Há dez anos, em um shopping popular de Belo Horizonte, onde a cultura chinesa predominava, encontrei Isabela, filha de um casal de imigrantes chineses, Xiyan Jia e Xhueiong Zhou. Era uma bebê frágil, rodeada pelo comércio vibrante, mas que crescia num ambiente pouco acolhedor para uma criança. Movida pela empatia e um instinto de proteção, comecei a cuidar dela, trocando fraldas, embalando-a para dormir e levando-a para tomar sol. Mal sabia eu que esses pequenos gestos marcariam o início de uma jornada de amor e devoção, que me levaria a se tornar uma mãe do coração para ela.

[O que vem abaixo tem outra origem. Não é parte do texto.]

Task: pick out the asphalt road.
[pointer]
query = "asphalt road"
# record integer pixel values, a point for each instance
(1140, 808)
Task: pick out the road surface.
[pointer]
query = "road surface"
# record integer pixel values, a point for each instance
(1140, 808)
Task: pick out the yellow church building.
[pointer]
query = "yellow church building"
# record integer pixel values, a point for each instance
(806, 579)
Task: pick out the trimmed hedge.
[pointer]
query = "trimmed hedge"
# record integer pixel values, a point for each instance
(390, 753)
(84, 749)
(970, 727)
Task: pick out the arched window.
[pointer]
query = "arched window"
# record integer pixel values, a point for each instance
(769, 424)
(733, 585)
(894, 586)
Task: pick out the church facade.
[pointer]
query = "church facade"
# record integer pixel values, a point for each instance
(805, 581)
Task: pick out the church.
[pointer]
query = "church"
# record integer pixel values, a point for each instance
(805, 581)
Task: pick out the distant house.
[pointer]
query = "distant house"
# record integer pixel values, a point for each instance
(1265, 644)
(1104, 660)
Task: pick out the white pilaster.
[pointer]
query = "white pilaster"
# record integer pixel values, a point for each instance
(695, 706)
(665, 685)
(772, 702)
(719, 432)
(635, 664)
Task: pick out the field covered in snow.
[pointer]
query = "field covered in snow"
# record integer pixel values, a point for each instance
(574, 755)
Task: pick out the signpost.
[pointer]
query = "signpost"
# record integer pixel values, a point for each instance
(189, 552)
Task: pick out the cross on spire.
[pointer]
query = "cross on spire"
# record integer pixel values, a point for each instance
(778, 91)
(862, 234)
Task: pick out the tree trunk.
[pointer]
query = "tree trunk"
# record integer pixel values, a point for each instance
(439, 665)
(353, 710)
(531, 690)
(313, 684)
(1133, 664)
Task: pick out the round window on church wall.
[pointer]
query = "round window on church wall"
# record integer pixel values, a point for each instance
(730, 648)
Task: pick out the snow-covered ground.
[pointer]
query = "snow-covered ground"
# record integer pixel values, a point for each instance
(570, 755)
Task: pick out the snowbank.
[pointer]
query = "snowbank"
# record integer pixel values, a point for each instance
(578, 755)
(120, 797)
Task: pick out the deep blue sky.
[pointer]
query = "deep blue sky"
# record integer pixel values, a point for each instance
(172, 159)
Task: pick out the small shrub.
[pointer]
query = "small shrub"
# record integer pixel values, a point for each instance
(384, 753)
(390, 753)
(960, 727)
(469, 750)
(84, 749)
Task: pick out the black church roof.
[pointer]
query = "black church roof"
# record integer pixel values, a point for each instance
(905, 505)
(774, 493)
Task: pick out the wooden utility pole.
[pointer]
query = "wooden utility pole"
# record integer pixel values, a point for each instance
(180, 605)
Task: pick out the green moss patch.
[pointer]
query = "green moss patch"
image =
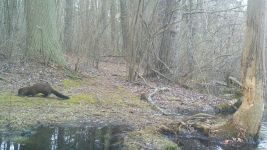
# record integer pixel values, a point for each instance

Com o passar do tempo, minha relação com Isabela se tornou mais forte, a ponto de seus pais confiarem a mim grande parte de sua criação. Ela foi crescendo, e minha família a amava como se sempre tivesse feito parte de nós. Reuniões escolares, tarefas, aniversários, tudo fazíamos juntos. Quando os pais de Isabela tiveram mais dois filhos, Erick e Henrique, também os acolhi com carinho. Nessa época, os avós paternos das crianças vieram da China para ajudar, seguindo a tradição de cuidar dos meninos, enquanto a menina era deixada um pouco de lado.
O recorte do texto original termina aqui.